Shiho mengucir tinggi rambutnya. Memamerkan leher jenjangnya. Poni ala jepangnya di jepit ke belakang, menampakkan mata amethyst-nya yang indah. Rambutku agak lebih pendek karena Shiho meng-curly-nya sedikit. Poniku -yang masih straight- diarahkan ke samping.

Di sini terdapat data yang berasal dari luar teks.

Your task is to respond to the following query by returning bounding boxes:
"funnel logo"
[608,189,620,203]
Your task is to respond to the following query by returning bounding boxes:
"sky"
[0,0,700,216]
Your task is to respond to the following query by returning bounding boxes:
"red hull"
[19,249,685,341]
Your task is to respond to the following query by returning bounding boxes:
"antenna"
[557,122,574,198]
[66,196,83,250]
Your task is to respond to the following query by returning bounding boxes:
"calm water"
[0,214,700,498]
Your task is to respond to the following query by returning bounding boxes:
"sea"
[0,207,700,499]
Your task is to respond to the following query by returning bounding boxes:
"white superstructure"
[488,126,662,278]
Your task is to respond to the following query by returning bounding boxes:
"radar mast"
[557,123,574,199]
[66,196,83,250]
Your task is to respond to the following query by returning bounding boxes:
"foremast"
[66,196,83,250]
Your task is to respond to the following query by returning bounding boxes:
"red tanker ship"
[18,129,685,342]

Shiho memakai sleeveless v-neck dress putih tulang super ketat yang membuat lekukan di tubuhnya terlihat, dengan belahan dada rendah. Sedangkan aku dengan black dress tanpa lengan tak terlalu ketat (aku tak suka baju ketat, mereka membunuhku!). Bagian depan tertutup sedangkan bagian belakang, setengah punggungku terekspos.
Yeah Shiho is evil!
Shiho hanya memakai anting-anting silver panjang dan aku hanya memakai kalung dengan liontin ruby-ku yang biasa kupakai sehari-hari. Itu adalah charm luck-ku selama ini.
Aku tak bisa membayangkan memakai stilleto silver Shiho yang super tinggi itu, maka aku memilih wedges yang bagi Shiho tak cocok di pakai ke kelab. Kukatakan padanya, ini lebih baik daripada aku tak bisa berjalan. Ia setuju, karena ia tak mau melihatku terjatuh saat menari di lantai dansa.
Aku sudah menduga dengan penampilanku ini, Athrun dan Kira akan menatap kami horor, tapi aku cukup terkejut dengan muka aneh mereka.
Kira-lah yang pertama kali bicara. "K-kau, ap-apa, pakaian apa yang kalian pakai itu? Dan siapa yang mengijinkan kalian pergi? Naik ke atas dan ganti pakaian kalian? Terutama kau Cagalli Hibiki!"
Tsk!
"Siapa kau yang memutuskan kami pergi atau tidak?" balas Shiho tak mau kalah.
Kira berkedip cepat seperti ia mendengar sesuatu yang salah. "A-Apa? K-Kau ..." Kira tercekat lalu melihatku singkat. "Cagalli adikku dan k-kau ... kau sahabatnya."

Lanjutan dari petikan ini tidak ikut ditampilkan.